This occurred in the same environment as previously reported issues, with the following dependencies:

  • cloud.google.com/go/storage v1.56.3
  • google.golang.org/api v0.252.0
  • google.golang.org/grpc v1.76.0
  • google.golang.org/protobuf v1.36.10

Please let me know if you need additional information — I’ll be happy to provide more details.

Thank you.

winterjung avatar Oct 21 '25 05:10 winterjung

My read of that stack trace is that w.streamSender is a typed nil for the interface gRPCBidiWriteBufferSender, with type *gRPCResumableBidiWriteBufferSender.

I think it happens when we return an error here: https://github.com/googleapis/google-cloud-go/blob/storage/v1.56.3/storage/grpc_writer.go#L475. In that case, we assign a typed nil to the stream sender interface here: https://github.com/googleapis/google-cloud-go/blob/storage/v1.56.3/storage/grpc_writer.go#L605 and we will skip this initialization on the next run through uploadBuffer.

This can only happen for resumable uploads, since the other buffer sender init functions cannot return an error.

I will check if this is still present in the v1.57.1 refactor.

cjc25 avatar Oct 31 '25 15:10 cjc25

This specific issue is fixed in v1.57.1 because https://github.com/googleapis/google-cloud-go/blob/storage/v1.57.1/storage/grpc_writer.go#L210 cannot set the stream sender interface to nil.

I think the patch to fix v1.56.3 is relatively straightforward and probably worthwhile.
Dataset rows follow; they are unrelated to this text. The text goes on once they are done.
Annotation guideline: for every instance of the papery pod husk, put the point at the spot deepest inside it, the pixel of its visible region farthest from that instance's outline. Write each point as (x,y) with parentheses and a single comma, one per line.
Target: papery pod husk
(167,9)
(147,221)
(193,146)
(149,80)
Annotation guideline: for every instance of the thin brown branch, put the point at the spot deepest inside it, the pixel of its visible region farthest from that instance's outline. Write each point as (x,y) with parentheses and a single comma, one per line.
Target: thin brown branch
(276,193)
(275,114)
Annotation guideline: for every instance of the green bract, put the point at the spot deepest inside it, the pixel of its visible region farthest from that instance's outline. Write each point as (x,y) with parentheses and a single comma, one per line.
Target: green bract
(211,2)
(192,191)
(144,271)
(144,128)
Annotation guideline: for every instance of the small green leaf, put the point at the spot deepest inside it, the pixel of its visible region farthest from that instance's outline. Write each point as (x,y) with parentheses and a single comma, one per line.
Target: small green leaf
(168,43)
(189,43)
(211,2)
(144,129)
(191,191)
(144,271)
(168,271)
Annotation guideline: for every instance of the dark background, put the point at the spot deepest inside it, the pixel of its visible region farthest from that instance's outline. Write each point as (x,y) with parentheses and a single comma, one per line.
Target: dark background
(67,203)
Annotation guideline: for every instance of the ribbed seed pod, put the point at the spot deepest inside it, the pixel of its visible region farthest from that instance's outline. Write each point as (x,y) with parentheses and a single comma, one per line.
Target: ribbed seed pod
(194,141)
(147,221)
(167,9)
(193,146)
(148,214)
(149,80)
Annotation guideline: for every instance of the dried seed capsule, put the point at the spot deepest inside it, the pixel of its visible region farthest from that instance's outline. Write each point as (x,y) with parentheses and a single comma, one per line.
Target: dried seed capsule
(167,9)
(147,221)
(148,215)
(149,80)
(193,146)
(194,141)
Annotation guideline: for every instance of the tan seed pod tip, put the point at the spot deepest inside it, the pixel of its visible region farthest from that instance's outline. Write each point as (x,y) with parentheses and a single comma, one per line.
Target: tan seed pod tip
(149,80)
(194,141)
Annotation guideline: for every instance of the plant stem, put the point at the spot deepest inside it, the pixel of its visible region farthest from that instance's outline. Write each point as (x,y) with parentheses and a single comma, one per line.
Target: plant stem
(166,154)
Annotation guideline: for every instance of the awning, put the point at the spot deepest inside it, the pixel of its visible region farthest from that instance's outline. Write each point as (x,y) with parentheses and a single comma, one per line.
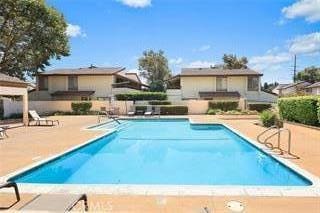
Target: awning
(72,93)
(207,95)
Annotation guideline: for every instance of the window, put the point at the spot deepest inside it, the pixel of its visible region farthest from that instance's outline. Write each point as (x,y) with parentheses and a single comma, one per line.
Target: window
(253,83)
(43,82)
(72,82)
(84,98)
(221,83)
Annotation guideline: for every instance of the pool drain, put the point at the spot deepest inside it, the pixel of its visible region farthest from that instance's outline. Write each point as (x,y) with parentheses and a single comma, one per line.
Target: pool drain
(235,206)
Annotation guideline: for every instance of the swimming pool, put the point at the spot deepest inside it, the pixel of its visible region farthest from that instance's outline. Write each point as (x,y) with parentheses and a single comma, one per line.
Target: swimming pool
(166,152)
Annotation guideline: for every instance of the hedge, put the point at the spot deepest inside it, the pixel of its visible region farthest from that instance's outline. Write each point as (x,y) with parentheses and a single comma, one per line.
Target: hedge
(268,118)
(224,105)
(303,109)
(159,102)
(259,107)
(141,96)
(168,110)
(81,108)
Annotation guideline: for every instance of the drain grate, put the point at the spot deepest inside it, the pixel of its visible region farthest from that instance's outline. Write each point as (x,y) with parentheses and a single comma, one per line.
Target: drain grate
(235,206)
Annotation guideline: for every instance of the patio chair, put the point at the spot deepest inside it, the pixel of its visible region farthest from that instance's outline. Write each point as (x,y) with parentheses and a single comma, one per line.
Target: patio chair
(148,111)
(132,111)
(55,202)
(3,132)
(114,112)
(38,119)
(157,111)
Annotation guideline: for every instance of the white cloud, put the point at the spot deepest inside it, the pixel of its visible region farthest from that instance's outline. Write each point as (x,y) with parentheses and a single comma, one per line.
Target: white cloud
(199,63)
(176,61)
(136,3)
(309,9)
(305,44)
(270,58)
(204,48)
(269,61)
(74,31)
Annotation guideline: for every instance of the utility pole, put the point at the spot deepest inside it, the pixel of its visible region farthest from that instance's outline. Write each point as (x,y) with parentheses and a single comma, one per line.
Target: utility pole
(294,68)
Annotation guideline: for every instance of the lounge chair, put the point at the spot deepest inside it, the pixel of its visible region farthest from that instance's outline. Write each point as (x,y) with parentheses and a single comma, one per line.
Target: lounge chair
(132,111)
(3,132)
(148,111)
(38,119)
(113,113)
(157,111)
(55,202)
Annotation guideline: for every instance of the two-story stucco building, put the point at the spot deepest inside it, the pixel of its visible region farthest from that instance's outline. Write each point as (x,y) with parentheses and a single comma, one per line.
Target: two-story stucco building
(91,83)
(221,84)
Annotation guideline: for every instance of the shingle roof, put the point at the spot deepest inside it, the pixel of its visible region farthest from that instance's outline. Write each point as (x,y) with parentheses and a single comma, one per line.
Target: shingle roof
(72,93)
(219,94)
(317,84)
(300,83)
(7,78)
(85,71)
(218,72)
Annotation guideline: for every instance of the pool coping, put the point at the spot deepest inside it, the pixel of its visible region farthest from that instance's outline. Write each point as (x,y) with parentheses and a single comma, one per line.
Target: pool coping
(172,190)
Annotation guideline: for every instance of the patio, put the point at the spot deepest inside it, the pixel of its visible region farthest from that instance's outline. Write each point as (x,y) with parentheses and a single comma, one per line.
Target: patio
(27,145)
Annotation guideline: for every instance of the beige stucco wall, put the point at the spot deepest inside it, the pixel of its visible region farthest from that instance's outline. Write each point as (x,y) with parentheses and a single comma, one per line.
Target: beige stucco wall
(57,83)
(190,86)
(237,84)
(102,85)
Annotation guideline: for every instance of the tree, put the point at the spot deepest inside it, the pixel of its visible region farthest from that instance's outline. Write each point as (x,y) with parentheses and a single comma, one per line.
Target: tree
(232,62)
(269,87)
(154,67)
(31,33)
(309,74)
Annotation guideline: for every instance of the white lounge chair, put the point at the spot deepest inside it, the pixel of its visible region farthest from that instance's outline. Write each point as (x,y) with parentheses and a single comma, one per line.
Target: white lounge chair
(148,111)
(157,111)
(3,132)
(132,111)
(38,119)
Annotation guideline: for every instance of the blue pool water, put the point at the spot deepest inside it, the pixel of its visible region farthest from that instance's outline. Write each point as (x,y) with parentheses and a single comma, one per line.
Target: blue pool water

The issue has been present since https://github.com/googleapis/google-cloud-go/commit/b4d86a52bd319a602115cdb710a743c71494a88b. The prior iteration of the code didn't have an abstraction which encapsulated oneshot vs. resumable uploads, so it didn't have this precise issue.

cjc25 avatar Oct 31 '25 15:10 cjc25

https://github.com/googleapis/google-cloud-go/pull/13278 would fix, I think. @BrennaEpp

cjc25 avatar Oct 31 '25 15:10 cjc25